Stick a pin in it!

A guy at the place where I work got flowers sent to him recently. I love it when guys get flowers at work. It just makes me grin. Anyway, this was a tasteful little, contained bouquet of various stuff—allium, foamflowers, love-in-a-mist, pincushion flowers, a.k.a. scabiosa. This last one is one of those “okay” flowers for me. I don’t love it; I don’t hate it. I’ve never tried to grow it. But I think that next year, I will. Because this guy’s bouquet contained regular old pincushion flowers, and then, right beside them, it contained … well, how do I describe them? Pincushion flowers on steroids? Pincushion flowers gone postal? They were such wild-looking things that I took a picture. You can see what I mean in the flower on the lower left. The insides of the blossoms got all weirdly overgrown and mutated, kind of like floral cancer. (Not a pretty image, I know!) I found these singularly appropriate for a guy’s bouquet. There’s nothing run-of-the-mill “pretty” about them, but they sure are interesting!

Down to the Garden Wire

When I ordered flower seeds from a catalog last spring, the company, Select Seed (I tend to use a different one every year, just to keep the catalogs coming), threw in a free packet of Nicotiana alata, also known as jasmine tobacco. I love the sweet-smelling flowers of nicotiana, so I was pretty excited. I wasn’t, however, excited enough to start the seeds indoors, as the package advised. Instead, I tossed the nicotiana seeds in the ground when I did my first direct outdoor sowing of seeds, on St. Patrick’s Day. The other stuff I planted then—poppies, cornflowers, calendula, larkspur—duly grew, bloomed and withered. I forgot about the nicotiana, to tell the truth. By the time the dreadful heat of July gave way to the monsoon rains of August, I was pretty much done with gardening for the year.

The nicotiana, however, weren’t done with me.

I noticed them about a week ago, in the back of the bed. I went to college in North Carolina, so I know what tobacco looks like in the ground. And the big, strong monsters of plants coming up back there looked like Carolina’s best. There are flower stalks on them as well, growing up from the center. They look to be a few weeks away from blooming at the moment. The trouble is, jasmine tobacco isn’t hardy. Which means that if frost hits, I’ll never get to see my huge, gorgeous nicotiana plants bloom!

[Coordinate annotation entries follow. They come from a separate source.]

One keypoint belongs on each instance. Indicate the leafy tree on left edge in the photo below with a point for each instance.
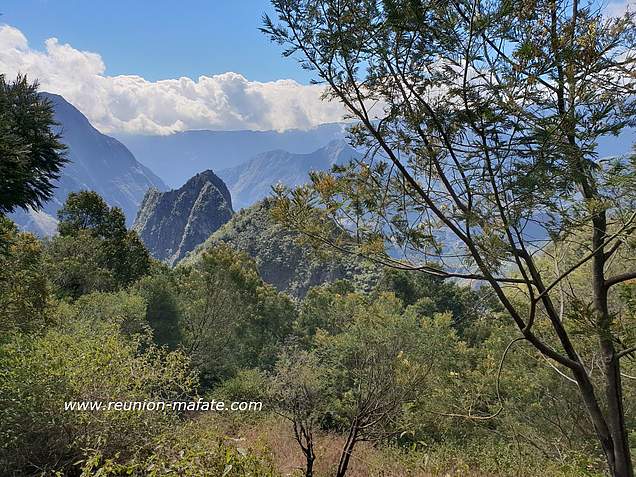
(31, 154)
(94, 251)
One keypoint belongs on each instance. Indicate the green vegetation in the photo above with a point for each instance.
(403, 368)
(32, 155)
(482, 121)
(414, 377)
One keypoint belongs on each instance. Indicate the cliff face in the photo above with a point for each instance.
(173, 223)
(280, 260)
(96, 162)
(253, 180)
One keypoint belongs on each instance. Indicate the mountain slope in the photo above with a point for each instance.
(177, 157)
(281, 261)
(173, 223)
(96, 162)
(253, 180)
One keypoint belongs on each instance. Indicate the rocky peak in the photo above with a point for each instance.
(173, 223)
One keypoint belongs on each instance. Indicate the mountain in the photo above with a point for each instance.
(253, 180)
(281, 261)
(96, 162)
(177, 157)
(173, 223)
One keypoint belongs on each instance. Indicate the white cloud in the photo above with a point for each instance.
(132, 104)
(618, 9)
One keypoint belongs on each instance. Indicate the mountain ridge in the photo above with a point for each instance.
(96, 162)
(174, 222)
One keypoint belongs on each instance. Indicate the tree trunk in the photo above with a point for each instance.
(310, 457)
(618, 454)
(347, 450)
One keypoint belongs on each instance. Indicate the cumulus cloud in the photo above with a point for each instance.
(618, 9)
(131, 104)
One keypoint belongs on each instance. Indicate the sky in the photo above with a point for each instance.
(162, 66)
(157, 67)
(159, 39)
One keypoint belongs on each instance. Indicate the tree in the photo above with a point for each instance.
(87, 210)
(31, 154)
(24, 290)
(110, 251)
(230, 319)
(300, 392)
(482, 122)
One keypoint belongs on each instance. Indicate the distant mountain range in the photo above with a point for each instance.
(96, 162)
(173, 223)
(280, 259)
(177, 157)
(252, 181)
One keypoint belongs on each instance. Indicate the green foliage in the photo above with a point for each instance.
(192, 451)
(94, 251)
(24, 290)
(433, 295)
(75, 265)
(230, 319)
(85, 358)
(160, 291)
(32, 154)
(86, 210)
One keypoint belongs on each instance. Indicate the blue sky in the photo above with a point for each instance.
(156, 67)
(159, 39)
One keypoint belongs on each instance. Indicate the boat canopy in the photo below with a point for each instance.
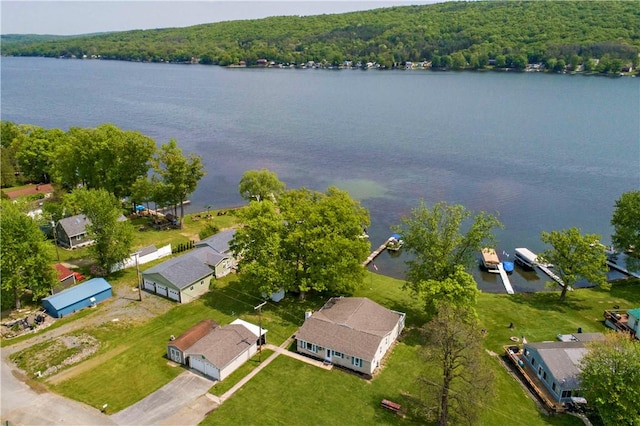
(489, 256)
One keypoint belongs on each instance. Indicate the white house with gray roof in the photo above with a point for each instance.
(187, 277)
(217, 351)
(557, 364)
(71, 232)
(351, 332)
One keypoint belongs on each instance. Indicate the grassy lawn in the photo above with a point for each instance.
(221, 387)
(291, 392)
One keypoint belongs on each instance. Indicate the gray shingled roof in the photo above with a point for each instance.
(219, 242)
(563, 360)
(184, 270)
(75, 225)
(351, 325)
(223, 344)
(195, 333)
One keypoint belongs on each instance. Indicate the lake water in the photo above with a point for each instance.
(545, 152)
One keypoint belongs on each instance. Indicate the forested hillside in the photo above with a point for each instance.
(602, 35)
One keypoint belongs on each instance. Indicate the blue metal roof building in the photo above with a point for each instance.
(78, 297)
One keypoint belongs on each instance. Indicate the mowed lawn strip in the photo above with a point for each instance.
(143, 367)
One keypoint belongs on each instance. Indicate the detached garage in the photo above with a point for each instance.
(78, 297)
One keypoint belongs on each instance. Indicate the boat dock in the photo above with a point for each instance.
(623, 270)
(548, 271)
(505, 279)
(376, 252)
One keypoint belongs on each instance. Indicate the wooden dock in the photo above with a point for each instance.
(505, 279)
(376, 252)
(550, 273)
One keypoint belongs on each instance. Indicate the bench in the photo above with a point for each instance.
(391, 406)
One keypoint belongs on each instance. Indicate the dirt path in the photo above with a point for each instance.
(85, 366)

So it’s a race, out there in the garden bed. Oh, I know, when it’s as hot and muggy as it was today, and the Phils are still playing, it seems like summer. But autumn arrived last Friday, ready or not. (And I was not.) Which will get here first, I wonder—frost, or frosty white nicotiana flowers?

Incidentally, you can make cigarettes out of jasmine tobacco once you cure it, and there’s a ton of info on the Internet about how to cure the leaves after you pick them. Too bad I quit smoking. That would have made for a most interesting DIY!

Photo by MRaccine licensed under the Creative Commons Attribution-Share Alike 3.0 Unported license.

The autumn harvest

Been too long since I posted! First there was the long, hot drought, which meant that commenting on gardens–at least mine–was basically senseless, since everything was as parched and dry as the Texas panhandle. And then I went on a brief (but lovely) vacation to the seashore, and moved my daughter into her first real apartment … oh, what the heck. You don’t want to hear excuses; you only want to see the baby. So, for a good month and a half after the initial early-July plethora of tomatoes, there were no more tomatoes (see drought, above). But now the tomatoes have started to come back in, as has a fine mini-crop of jalapeños. And I cut a bunch of white (now green) hydrangeas–they’re Proven Winners’ ‘Incrediball,’ and the flower heads really are as big as a child’s head–and put them in a white vase a friend from work gave me, and took a photo of the whole blessed thing, and this is the result. It makes me feel better about a harvest year that didn’t quite turn out as well as I had hoped.

I should mention, however, that I planted some free nicotiana seeds that came with my seed order this year, way back in the spring. Then I more or less forgot about them. Hey, guess what? The seeds germinated, the plants got WAY big and fluffy before I realized what they were, and if frost holds off just another three weeks or so, I’ll have the lovely, unmistakeable fragrance of Nicotiana alata in my garden this year!